The Certificate Authority - VPN Tutorial
When your opening a bank account you have to take a form of ID from a reliable source such as a passport or driving licence, well CA's provide this form of identity. We use digital signatures to form digital credential that we use over the internet to authenticate the identity of the person sending data in an IPSec arrangement, and these digital certificates are provided by CA's such as Verisign.
Verisign would send a certificate to each person or entity and digitally sign them with their (Verisign’s) private key that certifies the authenticity of the user. Certificates are then loaded and verified by end user’s.
For example Joe wants to communicate with Carl and so sends his certificate to Carl and Carl checks out the certificate's CA signature with Verisign. He will look at the CA public key with Verisign to ensure the CA signature is on the certificate. If the certificate is valid then Carl can assume Joe is who he says he is, and the message is valid.

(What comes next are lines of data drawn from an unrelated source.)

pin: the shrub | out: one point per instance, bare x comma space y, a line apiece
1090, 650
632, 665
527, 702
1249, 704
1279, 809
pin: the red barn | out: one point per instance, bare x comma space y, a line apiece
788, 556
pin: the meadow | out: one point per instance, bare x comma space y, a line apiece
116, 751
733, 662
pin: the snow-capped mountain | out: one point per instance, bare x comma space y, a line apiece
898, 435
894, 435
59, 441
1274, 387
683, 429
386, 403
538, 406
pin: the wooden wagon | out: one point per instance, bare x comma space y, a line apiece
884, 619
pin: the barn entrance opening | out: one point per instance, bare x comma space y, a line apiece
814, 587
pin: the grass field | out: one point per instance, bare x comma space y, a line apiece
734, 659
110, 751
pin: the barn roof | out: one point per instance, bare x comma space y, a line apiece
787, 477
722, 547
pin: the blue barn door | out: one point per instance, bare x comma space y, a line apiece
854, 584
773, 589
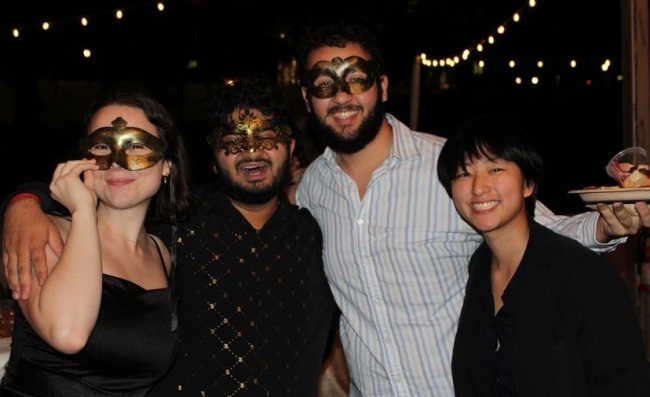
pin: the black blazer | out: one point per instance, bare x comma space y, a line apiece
577, 332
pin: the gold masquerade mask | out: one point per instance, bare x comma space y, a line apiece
250, 133
353, 75
131, 148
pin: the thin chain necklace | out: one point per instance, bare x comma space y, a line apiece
142, 236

Then Joe checks Carl’s certificate and if the certificate is fine and valid, the VPN process can be progressed.
All certificates are exchanged during the IPSec negotiation process. CA’s are the masterminds behind the public key infrastructure (PKI). The CA’s digital certificate is created with the CA’s private key, it’s the one that guarantees the authenticity.
Some examples of public CA's are Verisign, RSA, Entrust, Thwate, Baltimore.
Looking further into digital certificates and CA's, there are two parts to be aware of and can be confusing so below are the differences and the relationship;
Digital signature – Links a message or data to a sender’s private key. On the receiving end that encrypted hash can only be decrypted by using the sender’s public key.
Digital certificate – Bind or links a person or a corporate entity to a private key. Not the data or the message.
The relationship between a digital signature and digital certificate is a certificate could be used to link or bind a person or entity to a digital signature. Certificate is like the driver's licence and signature is like the credit card.